Saya melangkahkan kaki masuk ke wilayah Papua Nugini. Tidak ada yang menghentikan saya, tidak ada perlintasan di tapal batas, dan tidak ada pemeriksaan paspor sama sekali. Negara Papua Nugini seakan-akan dihamparkan begitu saja sehingga orang-orang dari negara tetangganya ini bisa keluar masuk dan berbuat sesukanya di sana tanpa mereka pedulikan, selebihnya hanya ada hutan menghampar.

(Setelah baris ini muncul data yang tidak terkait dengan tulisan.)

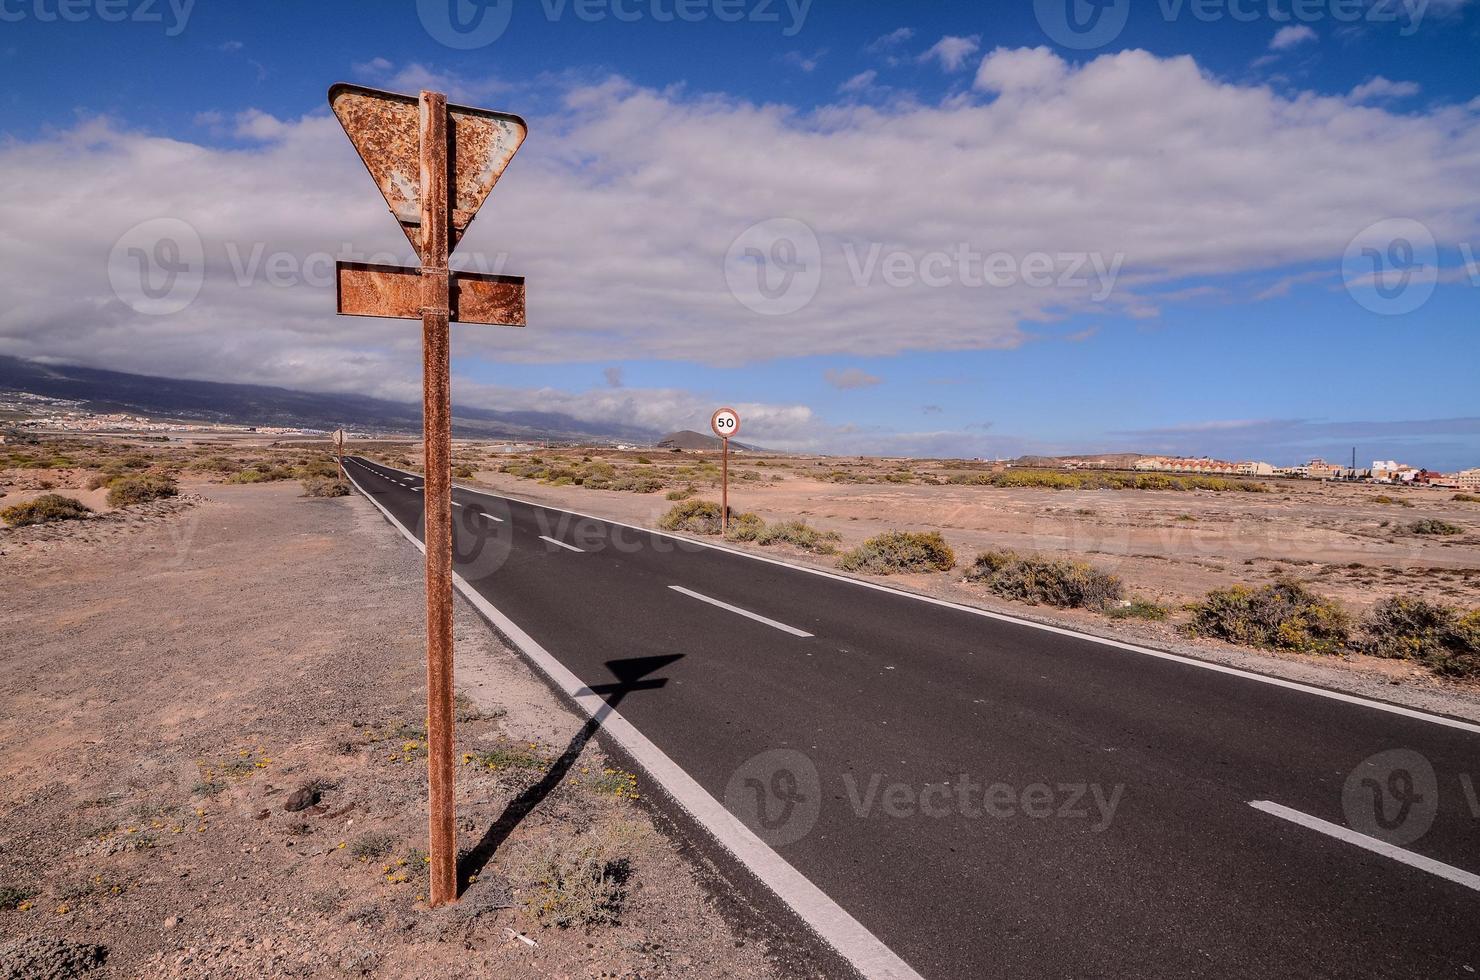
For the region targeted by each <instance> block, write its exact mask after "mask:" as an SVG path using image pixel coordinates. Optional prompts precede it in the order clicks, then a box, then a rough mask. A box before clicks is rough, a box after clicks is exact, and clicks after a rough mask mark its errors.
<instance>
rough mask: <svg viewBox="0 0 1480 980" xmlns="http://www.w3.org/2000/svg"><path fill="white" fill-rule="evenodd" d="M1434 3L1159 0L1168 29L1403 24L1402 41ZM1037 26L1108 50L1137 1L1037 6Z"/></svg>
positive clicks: (1332, 0) (1123, 0) (1164, 18)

“Sebenarnya ada tentara Papua Nugini yang berjaga,” ucap Pak Yanto yang duduk-duduk di Taman Sota siang itu, “Tetapi mereka ada di Kampung Weam, sekitar lima belas kilometer masuk ke sana. Kalau di perbatasan sini tidak ada, mereka membebaskan orangnya untuk keluar masuk perbatasan.”

Di sisi Indonesia pun sebenarnya juga diizinkan bagi suku-suku perbatasan Papua Nugini untuk masuk ke wilayah republik ini asalkan tidak keluar dari Sota, alias hanya untuk berbelanja kebutuhan sehari-hari di Pasar Sota saja. Biasanya orang-orang Papua Nugini datang dari distrik-distrik perbatasan dengan menggunakan sepeda, menyusuri jalan setapak hutan yang masih liar ini.

Seorang bapak setengah baya berkulit hitam legam mengendarai sepeda butut nampak mendekat dengan kencang. Nampaknya beliau adalah salah satu dari suku yang mendiami Kampung Wean di sisi Papua Nugini. Saya melambaikan tangan kepadanya dan bapak itu membalas dengan seringai lebar namun sama sekali tidak melambatkan kayuhan sepedanya.

Satu yang hilang dari perbatasan Sota ini adalah aktivitas ekonomi khas perbatasan. Entah mengapa. Teringat pengalaman saya di Napan, setahun silam. Kala itu dua kampung yang berbatasan di antara Indonesia dan Timor Leste begitu ramai dengan lalu lintas penduduk dari dua arah untuk saling berdagang. Namun di Sota, di seberang sana hanya terlihat tanah dan hutan yang membisu.